The incidents of extrajudicial killings and custodial deaths in Sri Lanka are commonplace. The story presented by the Sri Lankan Police usually to the Magistrate is always similar. Either they were shot while trying to escape or the police were taking the culprit to a weapons cache when he turned on them with a weapon of some description, amazingly, usually a hand grenade. It is uncertain as to what is more ludicrous, the fact that the police never bother to change their story or the fact that they honestly believe the citizens of Sri Lanka are so gullible they will believe them. Unfortunately, they do not care about the opinions of the citizens, only the Magistrate who has no independent witnesses and can only take the word of the officers reporting the case.
In this context, at least it is welcome that the Magistrate has determined that the death of Nagarasa Alex warrants further investigation and has ordered the arrest of those who held the youth in custody. It is a rare deviation from the usual impunity that is widely enjoyed by the police and prison authorities.
Incidents of police brutality take place often in Sri Lanka. In September 2010 a Fundamental Rights petition was filed by a resident of Embilipitiya town, stating that her husband had been arrested and ‘killed’ by the police who thereafter ‘fabricated a version to justify the killing’. After nearly a decade later the Supreme Court in 2019 ruled this was a case of custodial death, ordering seven police personnel and the State to pay a total compensation of Rs. 2 million to the victim’s family.
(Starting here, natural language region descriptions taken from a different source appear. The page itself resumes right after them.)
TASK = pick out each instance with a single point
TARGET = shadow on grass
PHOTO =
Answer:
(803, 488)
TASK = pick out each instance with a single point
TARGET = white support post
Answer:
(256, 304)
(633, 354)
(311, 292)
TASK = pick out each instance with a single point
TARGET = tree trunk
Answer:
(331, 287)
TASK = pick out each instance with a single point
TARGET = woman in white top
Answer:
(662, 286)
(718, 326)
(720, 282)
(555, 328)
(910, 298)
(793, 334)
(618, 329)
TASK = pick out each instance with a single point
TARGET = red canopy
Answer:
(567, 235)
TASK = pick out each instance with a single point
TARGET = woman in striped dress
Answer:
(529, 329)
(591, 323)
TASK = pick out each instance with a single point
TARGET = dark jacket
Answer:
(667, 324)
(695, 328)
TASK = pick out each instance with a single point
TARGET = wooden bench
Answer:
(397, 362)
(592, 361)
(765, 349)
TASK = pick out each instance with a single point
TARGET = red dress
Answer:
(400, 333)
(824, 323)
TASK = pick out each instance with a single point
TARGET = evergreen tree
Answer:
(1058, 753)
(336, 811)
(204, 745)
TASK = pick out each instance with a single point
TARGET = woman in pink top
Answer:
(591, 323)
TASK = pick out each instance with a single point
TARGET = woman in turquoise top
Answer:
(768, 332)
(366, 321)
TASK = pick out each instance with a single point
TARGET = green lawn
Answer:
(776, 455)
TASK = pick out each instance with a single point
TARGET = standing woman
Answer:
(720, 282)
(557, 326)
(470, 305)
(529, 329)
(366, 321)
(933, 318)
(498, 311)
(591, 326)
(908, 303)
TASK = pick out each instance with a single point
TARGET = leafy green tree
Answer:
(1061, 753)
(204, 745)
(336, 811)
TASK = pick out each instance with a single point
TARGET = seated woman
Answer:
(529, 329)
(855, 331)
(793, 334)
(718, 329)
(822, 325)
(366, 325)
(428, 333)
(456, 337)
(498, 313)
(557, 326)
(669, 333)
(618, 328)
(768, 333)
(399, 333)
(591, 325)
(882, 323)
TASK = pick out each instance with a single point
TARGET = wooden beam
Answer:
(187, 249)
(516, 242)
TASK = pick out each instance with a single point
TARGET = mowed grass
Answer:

On that instance Supreme Court Justice S. Thurairaja ruled, with the other two judges on the bench – L.T.B. Dehideniya and Murdu N.B. Fernando – that it is the State’s responsibility to protect every citizen of Sri Lanka, and as such the State has failed its responsibility and has violated the fundamental rights of the deceased.
The Human Rights Commission of Sri Lanka (HRCSL) says 90% of their torture complaints are against the police with hundreds of cases being reported each year. All these instances and many others point to police brutality being a systemic problem in Sri Lanka. Police are routinely protected with transfers and other slap-on-the-wrist punishments. For decades the State of Emergency and the Prevention of Terrorism Act provided them with often blanket legal and political protection. The institutionalised impunity was never rolled back despite the conflict ending 14 years ago.
Minorities, the poor and the disabled are among the most vulnerable due to this continued impunity and lack of sensitisation. The effort to seek justice for these victims should ideally be coupled with changing this deeply problematic and damaging police brutality carried out in the name of law enforcement.